Submitted by Heather.Morris… on May 12, 2016 - 12:44 PM

Suggestions for specific deliverables: 1. Don't reinvent the wheel - extend the tri-agency open access policy on publications to government scientists and contractors (summer 2016): http://www.science.gc.ca/default.asp?lang=En&n=F6765465-1 2. Improve on the tri-agency policy by requiring that a copy of all peer-reviewed publications be made openly accessible through a Canadian-based open access archive, even if works are published in open access journals. Rationale: (speaking as a university researcher focusing on the economics of transition to open access): it is not wise to rely on journals to provide ongoing access of any kind, never mind open access in perpetuity.

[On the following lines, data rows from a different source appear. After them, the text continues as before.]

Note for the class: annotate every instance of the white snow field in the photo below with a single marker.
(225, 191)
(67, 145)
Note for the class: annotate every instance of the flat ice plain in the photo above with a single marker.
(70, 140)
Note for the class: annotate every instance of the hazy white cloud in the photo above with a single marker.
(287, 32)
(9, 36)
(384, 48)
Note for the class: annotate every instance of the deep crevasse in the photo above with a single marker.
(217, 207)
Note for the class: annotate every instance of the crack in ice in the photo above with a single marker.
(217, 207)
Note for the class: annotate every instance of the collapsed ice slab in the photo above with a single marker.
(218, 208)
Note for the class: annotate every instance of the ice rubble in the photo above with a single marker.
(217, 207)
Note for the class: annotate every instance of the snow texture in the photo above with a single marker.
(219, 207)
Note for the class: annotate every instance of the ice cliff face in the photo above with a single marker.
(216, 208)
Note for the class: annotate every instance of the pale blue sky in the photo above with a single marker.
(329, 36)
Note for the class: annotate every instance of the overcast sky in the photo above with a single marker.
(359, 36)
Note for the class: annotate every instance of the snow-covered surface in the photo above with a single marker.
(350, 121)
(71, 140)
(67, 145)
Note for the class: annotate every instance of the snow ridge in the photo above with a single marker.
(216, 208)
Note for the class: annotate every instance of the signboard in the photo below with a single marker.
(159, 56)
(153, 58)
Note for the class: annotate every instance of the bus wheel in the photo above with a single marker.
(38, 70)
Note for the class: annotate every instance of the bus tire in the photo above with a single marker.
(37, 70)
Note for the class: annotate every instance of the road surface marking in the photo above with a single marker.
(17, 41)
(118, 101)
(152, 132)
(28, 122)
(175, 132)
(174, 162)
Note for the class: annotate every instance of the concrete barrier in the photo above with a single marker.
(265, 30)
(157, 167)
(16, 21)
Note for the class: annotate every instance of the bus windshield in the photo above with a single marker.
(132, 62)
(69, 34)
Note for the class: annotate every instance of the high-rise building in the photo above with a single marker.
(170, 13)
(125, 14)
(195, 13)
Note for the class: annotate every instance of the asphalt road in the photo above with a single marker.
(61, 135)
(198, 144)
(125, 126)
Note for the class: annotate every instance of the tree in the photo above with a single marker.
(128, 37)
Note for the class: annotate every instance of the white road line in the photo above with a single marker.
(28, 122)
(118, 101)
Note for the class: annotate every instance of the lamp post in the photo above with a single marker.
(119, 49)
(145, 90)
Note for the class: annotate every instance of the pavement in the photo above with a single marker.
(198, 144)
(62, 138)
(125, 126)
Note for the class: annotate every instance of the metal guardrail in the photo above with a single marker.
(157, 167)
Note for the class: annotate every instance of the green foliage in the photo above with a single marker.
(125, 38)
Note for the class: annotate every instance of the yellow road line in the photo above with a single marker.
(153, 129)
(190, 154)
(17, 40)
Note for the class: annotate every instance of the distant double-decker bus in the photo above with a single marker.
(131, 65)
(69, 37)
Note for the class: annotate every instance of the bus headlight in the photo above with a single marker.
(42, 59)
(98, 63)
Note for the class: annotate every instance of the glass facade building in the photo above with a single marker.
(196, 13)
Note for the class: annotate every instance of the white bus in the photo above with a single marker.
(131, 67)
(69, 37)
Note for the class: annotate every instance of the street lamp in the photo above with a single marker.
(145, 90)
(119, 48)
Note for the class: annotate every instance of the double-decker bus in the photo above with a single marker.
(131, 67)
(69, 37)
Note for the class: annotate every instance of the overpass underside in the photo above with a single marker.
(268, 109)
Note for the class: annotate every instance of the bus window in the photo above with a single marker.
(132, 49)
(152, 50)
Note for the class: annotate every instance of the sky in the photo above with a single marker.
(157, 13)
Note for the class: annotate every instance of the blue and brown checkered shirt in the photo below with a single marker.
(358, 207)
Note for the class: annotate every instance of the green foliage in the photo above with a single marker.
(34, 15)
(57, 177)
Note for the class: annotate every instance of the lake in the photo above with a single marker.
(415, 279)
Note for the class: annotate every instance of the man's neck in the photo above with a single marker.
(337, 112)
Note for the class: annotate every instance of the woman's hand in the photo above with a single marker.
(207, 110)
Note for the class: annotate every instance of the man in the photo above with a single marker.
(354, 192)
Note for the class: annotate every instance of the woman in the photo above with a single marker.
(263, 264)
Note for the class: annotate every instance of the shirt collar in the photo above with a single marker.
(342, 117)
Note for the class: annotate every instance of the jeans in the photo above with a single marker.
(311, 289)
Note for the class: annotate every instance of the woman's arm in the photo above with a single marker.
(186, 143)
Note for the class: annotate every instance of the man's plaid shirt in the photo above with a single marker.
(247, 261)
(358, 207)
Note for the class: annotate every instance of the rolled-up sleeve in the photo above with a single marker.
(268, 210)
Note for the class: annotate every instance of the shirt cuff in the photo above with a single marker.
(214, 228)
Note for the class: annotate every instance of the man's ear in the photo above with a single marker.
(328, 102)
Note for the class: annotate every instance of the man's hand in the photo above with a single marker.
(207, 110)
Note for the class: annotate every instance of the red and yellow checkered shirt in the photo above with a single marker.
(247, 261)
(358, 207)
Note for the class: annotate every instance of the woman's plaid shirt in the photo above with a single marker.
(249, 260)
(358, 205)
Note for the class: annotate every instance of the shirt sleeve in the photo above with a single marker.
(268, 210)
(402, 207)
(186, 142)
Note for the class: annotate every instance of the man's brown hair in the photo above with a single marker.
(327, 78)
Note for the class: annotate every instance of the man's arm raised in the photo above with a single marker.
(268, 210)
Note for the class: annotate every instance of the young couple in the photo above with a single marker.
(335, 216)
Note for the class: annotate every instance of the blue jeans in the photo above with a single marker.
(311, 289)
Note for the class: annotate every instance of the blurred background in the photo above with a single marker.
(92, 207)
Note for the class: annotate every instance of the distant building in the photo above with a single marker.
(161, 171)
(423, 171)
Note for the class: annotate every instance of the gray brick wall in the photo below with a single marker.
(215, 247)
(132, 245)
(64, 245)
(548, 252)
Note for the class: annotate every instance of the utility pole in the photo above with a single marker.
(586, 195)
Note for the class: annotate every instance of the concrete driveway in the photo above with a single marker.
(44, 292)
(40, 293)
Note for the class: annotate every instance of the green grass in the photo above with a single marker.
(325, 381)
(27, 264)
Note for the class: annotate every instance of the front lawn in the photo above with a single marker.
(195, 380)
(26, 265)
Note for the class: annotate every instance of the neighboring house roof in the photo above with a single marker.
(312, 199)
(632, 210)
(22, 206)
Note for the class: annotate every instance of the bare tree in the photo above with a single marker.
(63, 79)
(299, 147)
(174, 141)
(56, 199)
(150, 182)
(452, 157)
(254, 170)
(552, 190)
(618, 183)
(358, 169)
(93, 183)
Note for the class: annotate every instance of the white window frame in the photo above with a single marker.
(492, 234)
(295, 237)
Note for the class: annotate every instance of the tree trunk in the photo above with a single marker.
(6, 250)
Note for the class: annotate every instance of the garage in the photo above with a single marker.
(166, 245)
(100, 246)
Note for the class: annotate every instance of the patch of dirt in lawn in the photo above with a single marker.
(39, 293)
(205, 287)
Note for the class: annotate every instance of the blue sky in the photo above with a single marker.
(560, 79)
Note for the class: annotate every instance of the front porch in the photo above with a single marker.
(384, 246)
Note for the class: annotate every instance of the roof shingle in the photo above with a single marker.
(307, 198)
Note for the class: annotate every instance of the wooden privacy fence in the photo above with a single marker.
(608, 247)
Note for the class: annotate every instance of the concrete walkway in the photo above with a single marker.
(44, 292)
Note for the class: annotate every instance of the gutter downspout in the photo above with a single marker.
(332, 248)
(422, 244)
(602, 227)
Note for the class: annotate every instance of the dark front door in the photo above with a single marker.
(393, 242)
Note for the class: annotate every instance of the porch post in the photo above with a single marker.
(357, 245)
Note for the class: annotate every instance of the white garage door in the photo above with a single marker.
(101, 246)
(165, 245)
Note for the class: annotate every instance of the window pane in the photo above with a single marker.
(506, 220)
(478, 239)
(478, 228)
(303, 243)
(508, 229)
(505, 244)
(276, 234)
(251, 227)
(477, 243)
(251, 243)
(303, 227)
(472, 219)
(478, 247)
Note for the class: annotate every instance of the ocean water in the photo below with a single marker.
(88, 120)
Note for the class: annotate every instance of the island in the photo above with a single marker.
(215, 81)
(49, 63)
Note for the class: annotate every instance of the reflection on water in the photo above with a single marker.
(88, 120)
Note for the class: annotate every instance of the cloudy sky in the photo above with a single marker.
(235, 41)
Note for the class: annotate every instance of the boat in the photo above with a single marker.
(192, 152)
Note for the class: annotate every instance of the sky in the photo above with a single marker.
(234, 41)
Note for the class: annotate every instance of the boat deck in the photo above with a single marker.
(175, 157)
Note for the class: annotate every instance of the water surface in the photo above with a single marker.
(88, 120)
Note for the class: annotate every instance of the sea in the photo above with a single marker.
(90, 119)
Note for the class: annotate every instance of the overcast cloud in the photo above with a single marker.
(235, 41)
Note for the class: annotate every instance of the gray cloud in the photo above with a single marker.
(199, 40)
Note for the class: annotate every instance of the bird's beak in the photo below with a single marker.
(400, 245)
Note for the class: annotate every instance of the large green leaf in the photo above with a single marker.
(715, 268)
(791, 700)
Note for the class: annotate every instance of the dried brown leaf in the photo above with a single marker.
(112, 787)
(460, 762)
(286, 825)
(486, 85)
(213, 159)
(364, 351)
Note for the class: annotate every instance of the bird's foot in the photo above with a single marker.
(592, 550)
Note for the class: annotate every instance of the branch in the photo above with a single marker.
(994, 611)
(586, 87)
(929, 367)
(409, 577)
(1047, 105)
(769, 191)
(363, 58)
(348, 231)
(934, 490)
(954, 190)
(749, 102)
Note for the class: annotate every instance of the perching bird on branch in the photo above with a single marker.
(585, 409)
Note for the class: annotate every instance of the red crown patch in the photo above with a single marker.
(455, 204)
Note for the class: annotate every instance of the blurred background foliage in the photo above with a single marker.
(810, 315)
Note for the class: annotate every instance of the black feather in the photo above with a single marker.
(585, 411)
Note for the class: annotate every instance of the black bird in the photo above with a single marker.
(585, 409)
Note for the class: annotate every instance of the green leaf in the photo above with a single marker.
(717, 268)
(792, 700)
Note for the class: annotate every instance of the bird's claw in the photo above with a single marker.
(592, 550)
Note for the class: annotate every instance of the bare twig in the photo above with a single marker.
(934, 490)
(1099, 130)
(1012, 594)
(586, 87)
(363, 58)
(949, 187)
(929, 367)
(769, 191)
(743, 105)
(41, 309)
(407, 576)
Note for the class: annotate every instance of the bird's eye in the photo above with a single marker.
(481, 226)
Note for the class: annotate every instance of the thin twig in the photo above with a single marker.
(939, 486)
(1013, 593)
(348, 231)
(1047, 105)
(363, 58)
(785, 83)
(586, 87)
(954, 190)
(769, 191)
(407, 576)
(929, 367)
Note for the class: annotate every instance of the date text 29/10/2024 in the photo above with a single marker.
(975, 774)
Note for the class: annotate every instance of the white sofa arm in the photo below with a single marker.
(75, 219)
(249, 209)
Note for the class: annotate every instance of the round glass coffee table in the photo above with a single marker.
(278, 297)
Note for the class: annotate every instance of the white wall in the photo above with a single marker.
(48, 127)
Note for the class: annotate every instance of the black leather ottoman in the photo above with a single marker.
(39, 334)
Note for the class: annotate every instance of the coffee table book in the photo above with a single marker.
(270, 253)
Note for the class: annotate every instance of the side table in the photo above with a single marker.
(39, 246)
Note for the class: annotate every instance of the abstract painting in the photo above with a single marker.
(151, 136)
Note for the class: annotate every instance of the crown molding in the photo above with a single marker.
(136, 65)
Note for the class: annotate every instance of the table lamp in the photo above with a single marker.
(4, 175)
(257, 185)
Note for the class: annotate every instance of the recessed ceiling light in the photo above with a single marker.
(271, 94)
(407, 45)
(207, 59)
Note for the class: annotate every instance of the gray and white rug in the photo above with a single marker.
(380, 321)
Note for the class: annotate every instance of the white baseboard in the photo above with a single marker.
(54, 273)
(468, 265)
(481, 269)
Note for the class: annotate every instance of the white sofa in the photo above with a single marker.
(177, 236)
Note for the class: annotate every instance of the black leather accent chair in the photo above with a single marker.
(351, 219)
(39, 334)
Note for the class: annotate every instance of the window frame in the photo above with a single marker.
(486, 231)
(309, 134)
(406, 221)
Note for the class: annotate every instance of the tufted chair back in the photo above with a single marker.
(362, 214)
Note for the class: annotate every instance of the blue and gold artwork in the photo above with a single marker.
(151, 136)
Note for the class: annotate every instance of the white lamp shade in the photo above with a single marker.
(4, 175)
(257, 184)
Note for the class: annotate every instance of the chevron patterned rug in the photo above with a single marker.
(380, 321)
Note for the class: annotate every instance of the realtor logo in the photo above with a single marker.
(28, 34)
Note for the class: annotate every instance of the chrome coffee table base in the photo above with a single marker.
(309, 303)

Journals start, stop, merge, split, change hands and/or approaches all the time. For example, this year I found that 27 journals active on the website of the world's largest and possibly most commercial successful open access publishers, Hindawi, are no longer there this year. If Canadian researchers have published in these journals, it is not clear how anyone would access this content. 3. Research data should be covered under the open government directive with a default of open. To facilitate the effectiveness of research funded by Canadians, government scientists (and contractors) should be instructed to actively cooperate with, and advocate for, international data-sharing initiatives, aligned with Canadian priorities. I think it is timely to commit to sharing of environmental data globally to track compliance with goals set out in Paris last year and to accelerate change towards a clean energy economy. The mapping of the human genome in 13 years showed us what we can do when we work together. 4. Researchers funded by the government should be actively engaged with the public at all phases of the research. Every government scientist or group of scientists should be encouraged to adopt their own approach to open research such as open notebook science, research blogs, creating educational videos for YouTube, twitter accounts, citizen science projects. Specific deliverables: a) open communication and engagement directive for government scientists - suggested timeline fall 2016; b) 1 - 3 citizen science pilot projects - suggested timeline 2017-2018.